Oct 17, 201211:13 AMHome & Garden
Bob Carey, D.B. Frank and All Things Home
I Never Promised You a Rain Garden
In my practice, issues related to water and rainfall has created more problems in the landscape than pests and disease this season. But in many ways, the surfeit or rain has graver consequences on buildings, infrastructure and the quality of our water supply.
This problem isn’t limited to our region but affects communities rural and urban nationwide.
The reasons our basements flood, roads become impassible and streams leave their banks is easy to understand. Much too much rain water drains away from the spot where it falls rather than being absorbed by the soil. Roof tops, pavements and even residential lawns shed practically all the water that falls on them only to return when sewers back up or swollen streams flood.
Historically, better drainage was the solution to local flooding. Get that stuff away from my place and it’ll be somebody else’s problem.
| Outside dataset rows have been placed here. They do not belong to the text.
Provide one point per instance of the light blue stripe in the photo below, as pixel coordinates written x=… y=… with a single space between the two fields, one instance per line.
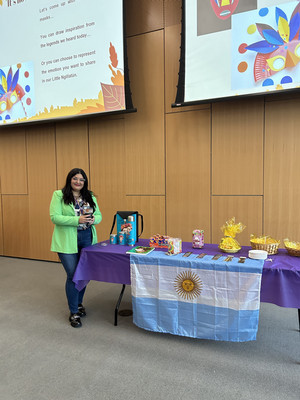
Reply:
x=160 y=258
x=195 y=320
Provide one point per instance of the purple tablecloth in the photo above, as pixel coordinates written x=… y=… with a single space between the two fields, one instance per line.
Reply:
x=280 y=280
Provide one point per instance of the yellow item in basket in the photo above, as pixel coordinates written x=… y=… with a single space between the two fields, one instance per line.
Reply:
x=292 y=245
x=230 y=229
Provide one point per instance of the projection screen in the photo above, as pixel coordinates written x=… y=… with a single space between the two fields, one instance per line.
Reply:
x=62 y=59
x=238 y=48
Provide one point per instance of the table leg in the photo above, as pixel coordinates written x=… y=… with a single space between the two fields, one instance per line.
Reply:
x=118 y=304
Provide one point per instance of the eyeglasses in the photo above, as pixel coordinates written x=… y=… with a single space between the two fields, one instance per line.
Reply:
x=78 y=180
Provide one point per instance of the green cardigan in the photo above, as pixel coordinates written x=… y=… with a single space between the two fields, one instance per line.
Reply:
x=64 y=238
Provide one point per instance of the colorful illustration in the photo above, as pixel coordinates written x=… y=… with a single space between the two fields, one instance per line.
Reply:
x=266 y=47
x=16 y=91
x=110 y=98
x=224 y=8
x=280 y=48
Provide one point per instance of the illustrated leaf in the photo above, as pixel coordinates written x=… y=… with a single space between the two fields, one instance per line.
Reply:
x=262 y=47
x=113 y=96
x=272 y=37
x=284 y=29
x=9 y=79
x=113 y=56
x=4 y=83
x=294 y=25
x=280 y=14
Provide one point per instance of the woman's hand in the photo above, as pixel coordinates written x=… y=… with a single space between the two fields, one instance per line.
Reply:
x=86 y=219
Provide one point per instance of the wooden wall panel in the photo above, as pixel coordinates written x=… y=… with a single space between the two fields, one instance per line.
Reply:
x=16 y=225
x=108 y=169
x=143 y=16
x=237 y=147
x=153 y=210
x=41 y=184
x=282 y=167
x=245 y=209
x=13 y=170
x=1 y=228
x=188 y=173
x=172 y=12
x=144 y=130
x=72 y=148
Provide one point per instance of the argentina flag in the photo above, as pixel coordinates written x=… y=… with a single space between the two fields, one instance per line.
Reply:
x=199 y=298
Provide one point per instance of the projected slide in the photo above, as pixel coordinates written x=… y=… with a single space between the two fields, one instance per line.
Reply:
x=60 y=59
x=240 y=47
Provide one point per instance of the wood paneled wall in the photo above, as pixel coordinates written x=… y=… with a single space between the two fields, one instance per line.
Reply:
x=185 y=168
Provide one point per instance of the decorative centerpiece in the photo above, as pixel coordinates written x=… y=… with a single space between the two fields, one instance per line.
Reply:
x=293 y=248
x=228 y=244
x=265 y=242
x=174 y=246
x=198 y=238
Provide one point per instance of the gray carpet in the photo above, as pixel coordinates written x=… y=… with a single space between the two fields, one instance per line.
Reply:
x=43 y=358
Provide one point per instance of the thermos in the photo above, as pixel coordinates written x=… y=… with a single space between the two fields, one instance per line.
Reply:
x=130 y=235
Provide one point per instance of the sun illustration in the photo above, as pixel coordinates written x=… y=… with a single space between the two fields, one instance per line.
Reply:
x=188 y=285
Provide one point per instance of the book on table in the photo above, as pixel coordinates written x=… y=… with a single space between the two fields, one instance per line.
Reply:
x=142 y=250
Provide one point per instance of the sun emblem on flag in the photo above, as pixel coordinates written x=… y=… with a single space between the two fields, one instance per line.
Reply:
x=188 y=285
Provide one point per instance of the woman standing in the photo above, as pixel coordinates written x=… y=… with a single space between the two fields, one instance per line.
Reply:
x=75 y=212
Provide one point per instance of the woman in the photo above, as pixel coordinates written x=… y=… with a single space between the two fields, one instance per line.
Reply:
x=74 y=229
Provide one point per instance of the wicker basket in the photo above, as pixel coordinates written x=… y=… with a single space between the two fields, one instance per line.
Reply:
x=292 y=251
x=271 y=248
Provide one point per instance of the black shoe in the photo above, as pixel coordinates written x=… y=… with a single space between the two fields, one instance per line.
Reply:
x=81 y=311
x=75 y=320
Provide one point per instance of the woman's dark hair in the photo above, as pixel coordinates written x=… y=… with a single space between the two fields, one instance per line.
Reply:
x=86 y=194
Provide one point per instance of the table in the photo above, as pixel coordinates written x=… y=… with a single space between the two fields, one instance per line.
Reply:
x=280 y=279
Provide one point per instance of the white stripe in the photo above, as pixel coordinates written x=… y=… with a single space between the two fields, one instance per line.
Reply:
x=234 y=290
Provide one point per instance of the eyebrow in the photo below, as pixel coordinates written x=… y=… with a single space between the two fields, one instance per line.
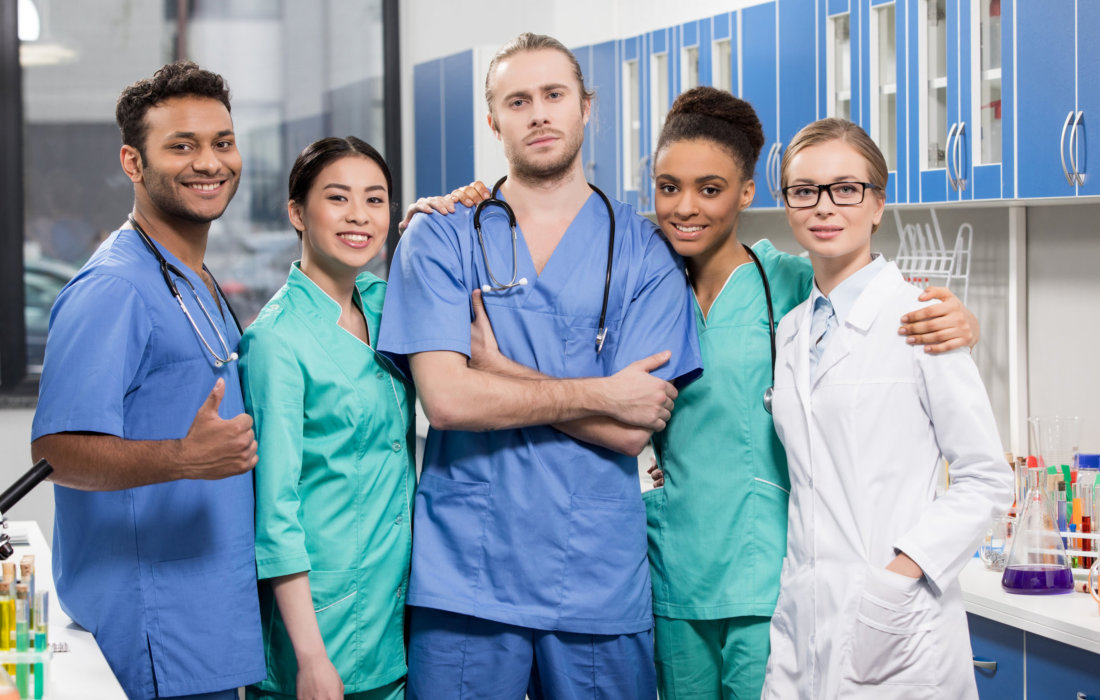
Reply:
x=191 y=134
x=348 y=188
x=542 y=88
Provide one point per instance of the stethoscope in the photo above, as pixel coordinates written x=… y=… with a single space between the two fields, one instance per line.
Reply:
x=771 y=326
x=498 y=286
x=167 y=270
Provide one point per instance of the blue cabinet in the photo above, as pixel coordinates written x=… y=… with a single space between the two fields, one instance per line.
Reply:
x=779 y=77
x=1058 y=97
x=1057 y=670
x=999 y=658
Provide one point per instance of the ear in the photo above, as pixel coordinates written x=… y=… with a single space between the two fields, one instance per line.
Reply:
x=294 y=212
x=748 y=192
x=131 y=163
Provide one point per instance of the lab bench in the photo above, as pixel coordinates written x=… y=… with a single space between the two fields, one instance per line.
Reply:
x=1031 y=647
x=81 y=671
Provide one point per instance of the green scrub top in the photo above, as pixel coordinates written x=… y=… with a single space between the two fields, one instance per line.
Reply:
x=334 y=481
x=717 y=528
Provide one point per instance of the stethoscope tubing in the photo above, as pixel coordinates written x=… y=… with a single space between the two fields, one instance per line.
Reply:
x=771 y=325
x=494 y=200
x=166 y=271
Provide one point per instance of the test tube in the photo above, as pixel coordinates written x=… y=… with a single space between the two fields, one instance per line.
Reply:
x=41 y=622
x=22 y=635
x=7 y=621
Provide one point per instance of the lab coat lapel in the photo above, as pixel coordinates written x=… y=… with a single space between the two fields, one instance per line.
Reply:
x=859 y=319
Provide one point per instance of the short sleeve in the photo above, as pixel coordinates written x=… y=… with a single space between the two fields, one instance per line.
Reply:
x=427 y=299
x=274 y=395
x=99 y=332
x=660 y=316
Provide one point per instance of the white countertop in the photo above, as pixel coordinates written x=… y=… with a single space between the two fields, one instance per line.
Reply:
x=1073 y=619
x=80 y=673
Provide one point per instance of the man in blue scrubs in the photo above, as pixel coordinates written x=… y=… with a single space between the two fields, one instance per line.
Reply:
x=141 y=415
x=529 y=569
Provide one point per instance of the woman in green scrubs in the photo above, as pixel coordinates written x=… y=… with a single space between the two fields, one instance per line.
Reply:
x=717 y=527
x=333 y=420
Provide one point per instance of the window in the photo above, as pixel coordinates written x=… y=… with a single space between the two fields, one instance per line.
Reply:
x=296 y=72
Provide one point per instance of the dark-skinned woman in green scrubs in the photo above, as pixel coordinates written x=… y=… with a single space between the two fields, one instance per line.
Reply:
x=333 y=420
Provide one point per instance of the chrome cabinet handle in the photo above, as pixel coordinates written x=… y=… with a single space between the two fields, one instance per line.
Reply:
x=985 y=664
x=1078 y=175
x=948 y=157
x=1062 y=152
x=958 y=156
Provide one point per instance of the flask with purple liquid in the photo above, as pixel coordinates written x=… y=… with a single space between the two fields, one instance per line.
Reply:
x=1037 y=559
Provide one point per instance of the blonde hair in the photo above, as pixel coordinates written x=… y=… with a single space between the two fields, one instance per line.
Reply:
x=526 y=42
x=832 y=129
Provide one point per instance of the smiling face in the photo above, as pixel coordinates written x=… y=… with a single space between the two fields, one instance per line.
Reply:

These days, you and I are that somebody else and the places to divert excess storm water have about run out.
Or have they?
Remember, the way things used to work was for all by the most ferocious rain events to be soaked up by spongy layers of soil in forests and fields. Pretty much detained where it fell, rainwater irrigated the plants that grew there and was evaporated into the atmosphere or was slowly released to nourish springs and streams.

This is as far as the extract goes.